On ne peut même pas prétexter un dévoiement par le business, puisque dès son origine en 1903, le Tour a été organisée par le journal l'Auto dans le but d'augmenter ses ventes. Comment pourrait-il changer simplement en faisant des efforts d'"éco-responsabilité" et alors qu'il n'a aucune autre source de financement ? On touche là aux limites de la RSE (Responsabilité Sociétales des Entreprises); ce sont des initiatives à la marge et une communication de façade qui ne peuvent pas changer la raison d'être des entreprises. Plus la pression est forte, plus les entreprises doivent s'y plier, mais que la pression se relâche et le naturel reviendra au galop. 

Réinventer le Tour 

Des extraits ou un résumé de mon propos sur les réseaux sociaux me feraient à coup sûr passer un ayatollah vert bien pire que M Doucet. Pourtant, je ne pense pas que le Tour de France ne puisse être considéré que par ses aspects "polluants". Les valeurs mises en avant par les détracteurs existent bel et bien : un spectacle populaire, une célébration qui rassemble, un patrimoine immatériel de la culture française. J'ajouterais même une apologie de l'effort et du sacrifice (des équipiers pour leur leader), et un spectacle qui - chose de plus en plus rare - sollicite notre patience (des heures à regardant en attendant que survienne l'inattendu !). Les deux existent et sont indissociables.

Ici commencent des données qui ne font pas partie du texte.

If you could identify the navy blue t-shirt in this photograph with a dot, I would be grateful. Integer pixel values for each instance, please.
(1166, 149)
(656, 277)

Faut-il jeter le bébé avec l'eau du bain ? 

Je ne prétend pas avoir la réponse, mais à coup nous devrons inventer de nouvelles célébrations ou travestir des célébrations existantes dans le "monde d'après", dans une société que l'on voudrait post-industrielle; des célébrations qui seront fatalement dissonantes par rapport à celles qui existent aujourd'hui car elles sont à la fois le reflet et le ciment des sociétés. Alors pourquoi ne pas rêver d'un Tour alternatif, plus sobre, moins compétitif et revenant à l'amateurisme, financé par la collectivité ou de façon participative, avec moins de technologie, qui visite toute la France et pas seulement la moitié sud plus montagneuse, etc...  

Enfin, si elle n'a pas du dérouter les convaincus de l'écologie, cette séquence médiatique n'a certainement pas participé à la prise de conscience collective. Pour sortir de l'ornière, le discours écologique, et au-delà même l'écologie politique, doivent contourner le piège de la dichotomie caricaturale entre l'"écologie punitive" contre l'"écologie constructive".  Personne ne prendra conscience de l'urgence de la crise que nous vivons par une petites phrase choc, aussi bien formulée soit-elle. Le discours doit pourtant être catégorique et ne pas éluder les questions qui dérangent parce qu'elle remettent en cause profondément le socle de nos sociétés et de nos existences, sans pour autant éluder la complexité, les ambivalences et les incertitudes. Une fragile équilibre pour lequel personne n'a encore trouvé la formule magique.